Dès lors M. Marsan en pleine possession de ses moyens nous émeut, et il en va ainsi jusqu'au dénouement... Chimère, mirage, poussières d'étoile, que le romancier saisit au vol, entre les mots, recueillant dans le compte rendu de ce naufrage nos applaudissements. Et le comique n'est pas absent. L'a-t-on compris ?

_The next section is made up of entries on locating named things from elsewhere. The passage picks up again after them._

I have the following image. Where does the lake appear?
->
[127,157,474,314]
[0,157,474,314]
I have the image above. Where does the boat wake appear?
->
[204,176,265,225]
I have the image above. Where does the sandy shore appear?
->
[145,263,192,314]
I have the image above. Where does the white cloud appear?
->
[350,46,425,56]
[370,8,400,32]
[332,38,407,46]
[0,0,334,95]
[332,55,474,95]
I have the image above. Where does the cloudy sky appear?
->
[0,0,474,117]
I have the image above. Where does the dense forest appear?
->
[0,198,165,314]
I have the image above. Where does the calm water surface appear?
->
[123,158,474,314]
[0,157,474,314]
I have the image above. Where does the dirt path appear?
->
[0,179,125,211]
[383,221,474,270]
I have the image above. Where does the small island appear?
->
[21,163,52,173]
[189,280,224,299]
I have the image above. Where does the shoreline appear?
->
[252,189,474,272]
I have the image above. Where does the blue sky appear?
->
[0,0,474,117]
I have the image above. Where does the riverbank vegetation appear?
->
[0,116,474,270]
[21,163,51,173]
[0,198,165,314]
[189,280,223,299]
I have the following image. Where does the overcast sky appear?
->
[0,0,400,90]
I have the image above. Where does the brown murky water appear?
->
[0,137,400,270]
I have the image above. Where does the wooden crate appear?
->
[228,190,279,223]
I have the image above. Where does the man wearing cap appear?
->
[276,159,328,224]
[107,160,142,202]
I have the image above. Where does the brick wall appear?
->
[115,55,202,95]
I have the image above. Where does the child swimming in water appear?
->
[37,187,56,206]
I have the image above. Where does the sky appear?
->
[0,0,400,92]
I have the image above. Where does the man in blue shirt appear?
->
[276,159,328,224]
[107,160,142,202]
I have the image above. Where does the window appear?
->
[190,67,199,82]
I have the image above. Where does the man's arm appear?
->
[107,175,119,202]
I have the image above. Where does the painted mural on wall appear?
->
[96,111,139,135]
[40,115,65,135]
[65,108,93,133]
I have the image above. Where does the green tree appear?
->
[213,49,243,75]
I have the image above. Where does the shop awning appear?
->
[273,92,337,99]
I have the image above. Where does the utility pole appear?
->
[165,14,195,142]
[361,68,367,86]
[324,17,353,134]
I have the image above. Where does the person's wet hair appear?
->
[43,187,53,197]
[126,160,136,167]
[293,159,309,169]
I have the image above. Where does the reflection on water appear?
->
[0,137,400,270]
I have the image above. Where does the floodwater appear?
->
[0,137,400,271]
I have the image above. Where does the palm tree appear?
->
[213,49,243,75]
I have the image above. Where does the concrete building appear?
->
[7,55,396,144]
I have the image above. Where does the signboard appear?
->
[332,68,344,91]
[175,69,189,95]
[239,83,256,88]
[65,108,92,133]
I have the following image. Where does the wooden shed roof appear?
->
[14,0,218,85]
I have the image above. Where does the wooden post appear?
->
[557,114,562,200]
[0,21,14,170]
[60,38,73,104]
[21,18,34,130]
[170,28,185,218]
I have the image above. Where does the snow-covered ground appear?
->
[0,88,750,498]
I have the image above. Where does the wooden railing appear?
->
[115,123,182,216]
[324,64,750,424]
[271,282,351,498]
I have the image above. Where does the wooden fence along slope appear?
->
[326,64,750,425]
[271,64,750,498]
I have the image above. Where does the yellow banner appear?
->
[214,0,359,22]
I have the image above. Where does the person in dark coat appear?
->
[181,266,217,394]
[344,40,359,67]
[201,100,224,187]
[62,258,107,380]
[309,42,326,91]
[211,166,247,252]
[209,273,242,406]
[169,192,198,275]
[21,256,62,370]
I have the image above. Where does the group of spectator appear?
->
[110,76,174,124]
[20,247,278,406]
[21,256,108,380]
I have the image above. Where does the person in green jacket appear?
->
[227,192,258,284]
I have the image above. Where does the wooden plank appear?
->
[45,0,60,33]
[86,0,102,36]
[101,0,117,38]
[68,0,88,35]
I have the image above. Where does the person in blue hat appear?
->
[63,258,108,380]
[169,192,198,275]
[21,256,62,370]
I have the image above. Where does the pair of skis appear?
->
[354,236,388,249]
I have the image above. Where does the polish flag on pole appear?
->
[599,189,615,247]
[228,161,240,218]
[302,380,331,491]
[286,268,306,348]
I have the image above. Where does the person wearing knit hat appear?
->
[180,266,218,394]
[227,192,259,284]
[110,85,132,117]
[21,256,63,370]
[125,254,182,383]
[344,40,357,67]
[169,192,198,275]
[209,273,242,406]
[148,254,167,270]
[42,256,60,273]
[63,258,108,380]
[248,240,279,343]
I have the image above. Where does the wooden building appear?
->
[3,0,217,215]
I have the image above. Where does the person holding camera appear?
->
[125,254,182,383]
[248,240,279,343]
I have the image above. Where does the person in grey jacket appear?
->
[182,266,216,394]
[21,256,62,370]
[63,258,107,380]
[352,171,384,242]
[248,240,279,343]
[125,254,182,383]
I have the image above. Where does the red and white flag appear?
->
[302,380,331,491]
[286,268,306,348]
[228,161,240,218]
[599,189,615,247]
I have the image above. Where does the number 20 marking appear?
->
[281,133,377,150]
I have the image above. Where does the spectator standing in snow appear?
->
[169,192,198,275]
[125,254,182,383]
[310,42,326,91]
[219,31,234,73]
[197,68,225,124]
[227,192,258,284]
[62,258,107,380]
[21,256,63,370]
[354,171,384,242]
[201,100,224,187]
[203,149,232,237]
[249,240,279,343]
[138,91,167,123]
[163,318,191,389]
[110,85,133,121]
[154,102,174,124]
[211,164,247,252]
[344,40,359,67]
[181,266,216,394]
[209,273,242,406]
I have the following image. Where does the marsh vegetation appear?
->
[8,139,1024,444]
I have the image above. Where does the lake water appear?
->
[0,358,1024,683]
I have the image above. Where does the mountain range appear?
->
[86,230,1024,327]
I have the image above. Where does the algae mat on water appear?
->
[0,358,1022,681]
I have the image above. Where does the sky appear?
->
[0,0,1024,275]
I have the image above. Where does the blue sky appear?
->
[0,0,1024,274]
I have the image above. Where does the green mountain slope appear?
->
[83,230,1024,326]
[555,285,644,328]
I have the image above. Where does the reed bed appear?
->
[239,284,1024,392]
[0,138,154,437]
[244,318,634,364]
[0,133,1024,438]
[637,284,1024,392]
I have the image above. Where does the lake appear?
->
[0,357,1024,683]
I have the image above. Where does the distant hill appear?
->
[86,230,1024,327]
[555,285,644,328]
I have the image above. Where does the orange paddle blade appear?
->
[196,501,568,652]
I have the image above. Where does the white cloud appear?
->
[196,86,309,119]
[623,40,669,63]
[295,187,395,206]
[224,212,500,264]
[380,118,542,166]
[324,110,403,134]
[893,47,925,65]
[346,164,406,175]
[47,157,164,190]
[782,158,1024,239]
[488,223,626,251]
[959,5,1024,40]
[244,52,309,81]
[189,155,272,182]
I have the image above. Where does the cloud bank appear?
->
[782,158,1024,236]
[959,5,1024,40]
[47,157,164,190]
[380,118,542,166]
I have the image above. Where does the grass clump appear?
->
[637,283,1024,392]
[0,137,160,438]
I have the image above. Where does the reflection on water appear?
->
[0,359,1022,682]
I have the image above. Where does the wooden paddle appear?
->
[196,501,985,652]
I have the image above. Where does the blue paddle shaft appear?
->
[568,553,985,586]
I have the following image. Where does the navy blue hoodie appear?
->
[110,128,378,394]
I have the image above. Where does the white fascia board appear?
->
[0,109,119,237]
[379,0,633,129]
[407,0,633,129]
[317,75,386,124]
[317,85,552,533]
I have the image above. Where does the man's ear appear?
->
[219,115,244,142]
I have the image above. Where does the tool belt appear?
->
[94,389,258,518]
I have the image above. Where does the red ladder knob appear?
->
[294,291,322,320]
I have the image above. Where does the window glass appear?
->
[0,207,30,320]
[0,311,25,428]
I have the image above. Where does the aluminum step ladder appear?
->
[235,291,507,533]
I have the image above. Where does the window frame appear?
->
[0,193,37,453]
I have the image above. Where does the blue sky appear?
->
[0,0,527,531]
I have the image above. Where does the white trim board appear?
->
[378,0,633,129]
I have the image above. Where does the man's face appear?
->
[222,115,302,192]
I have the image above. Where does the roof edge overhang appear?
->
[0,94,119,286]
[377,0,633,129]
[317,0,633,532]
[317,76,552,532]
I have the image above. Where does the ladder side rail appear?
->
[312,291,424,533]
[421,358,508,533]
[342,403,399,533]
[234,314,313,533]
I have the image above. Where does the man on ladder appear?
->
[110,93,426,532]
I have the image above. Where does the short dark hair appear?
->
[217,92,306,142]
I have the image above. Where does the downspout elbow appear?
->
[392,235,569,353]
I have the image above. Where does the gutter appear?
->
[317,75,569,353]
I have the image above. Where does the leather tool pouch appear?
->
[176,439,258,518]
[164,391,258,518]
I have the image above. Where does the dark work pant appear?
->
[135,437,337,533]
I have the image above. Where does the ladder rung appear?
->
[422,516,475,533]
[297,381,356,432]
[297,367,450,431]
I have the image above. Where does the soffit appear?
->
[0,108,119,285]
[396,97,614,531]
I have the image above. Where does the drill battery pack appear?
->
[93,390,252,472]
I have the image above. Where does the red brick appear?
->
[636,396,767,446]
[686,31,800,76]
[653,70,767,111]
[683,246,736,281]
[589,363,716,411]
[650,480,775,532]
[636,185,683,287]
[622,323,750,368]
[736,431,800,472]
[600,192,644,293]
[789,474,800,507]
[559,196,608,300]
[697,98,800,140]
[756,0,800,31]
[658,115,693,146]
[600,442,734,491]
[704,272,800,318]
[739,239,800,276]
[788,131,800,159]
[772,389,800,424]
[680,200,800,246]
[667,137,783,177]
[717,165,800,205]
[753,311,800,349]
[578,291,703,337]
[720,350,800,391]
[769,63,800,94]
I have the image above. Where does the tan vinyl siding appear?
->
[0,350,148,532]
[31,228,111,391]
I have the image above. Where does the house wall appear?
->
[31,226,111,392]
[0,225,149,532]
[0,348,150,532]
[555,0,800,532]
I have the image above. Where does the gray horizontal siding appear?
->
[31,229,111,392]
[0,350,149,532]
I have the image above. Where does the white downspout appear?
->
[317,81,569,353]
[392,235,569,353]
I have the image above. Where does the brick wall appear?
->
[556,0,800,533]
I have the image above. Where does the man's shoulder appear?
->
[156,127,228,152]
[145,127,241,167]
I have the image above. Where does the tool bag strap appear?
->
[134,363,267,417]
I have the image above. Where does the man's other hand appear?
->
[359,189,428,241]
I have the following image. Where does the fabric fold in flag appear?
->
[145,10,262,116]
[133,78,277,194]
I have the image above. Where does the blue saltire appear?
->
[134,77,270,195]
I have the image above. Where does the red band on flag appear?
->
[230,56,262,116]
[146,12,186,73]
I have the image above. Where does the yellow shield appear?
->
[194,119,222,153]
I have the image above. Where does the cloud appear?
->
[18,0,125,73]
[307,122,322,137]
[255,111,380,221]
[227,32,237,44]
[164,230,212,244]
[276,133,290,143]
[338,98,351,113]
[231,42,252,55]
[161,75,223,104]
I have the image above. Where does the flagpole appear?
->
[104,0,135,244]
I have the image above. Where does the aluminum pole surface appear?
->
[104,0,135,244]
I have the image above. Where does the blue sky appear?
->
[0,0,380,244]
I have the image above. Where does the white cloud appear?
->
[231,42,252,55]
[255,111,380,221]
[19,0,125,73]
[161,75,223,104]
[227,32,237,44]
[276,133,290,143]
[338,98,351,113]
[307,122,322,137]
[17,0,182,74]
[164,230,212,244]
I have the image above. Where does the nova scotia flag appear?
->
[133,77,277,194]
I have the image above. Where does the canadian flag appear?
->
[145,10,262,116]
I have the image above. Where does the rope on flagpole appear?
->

Au centre, il y a Marcel, l'écrivain autour duquel gravite un groupe d'amis qu'il influence et manipule. Pendant des années, Marcel les a réunis chaque dimanche soir, «leur imposant un rôle qu'ils avaient fini par interpréter à la perfection». Et puis un jour, vieillissant, Marcel s'est retiré à Belle-Ile, dans une maison solitaire dominant la mer. En son absence, le groupe se disloque, ses amis lui échappent, se perdent dans le dédale des passions et le désordre des identités sexuelles, exacerbés par l'intrusion, dans le cercle jusque-là fermé, de deux êtres mystérieux autant que destructeurs, Véréna et Jérémie... Véréna et les hommes est un troublant salut à la fiction, exercice dont l'auteur connaît les risques. «La fiction est dangereuse, écrivait-il dans La Gare des faux départs, elle pointe du doigt les vérités souterraines. Elle décolle les masques.» Et c'est sans doute cela qui rend ce nouveau texte si bouleversant... Eblouissant de lucidité et de sincérité, porté par l'élégance aiguë de l'écriture, Véréna et les hommes résonne comme une sorte de testament d'une insondable mélancolie...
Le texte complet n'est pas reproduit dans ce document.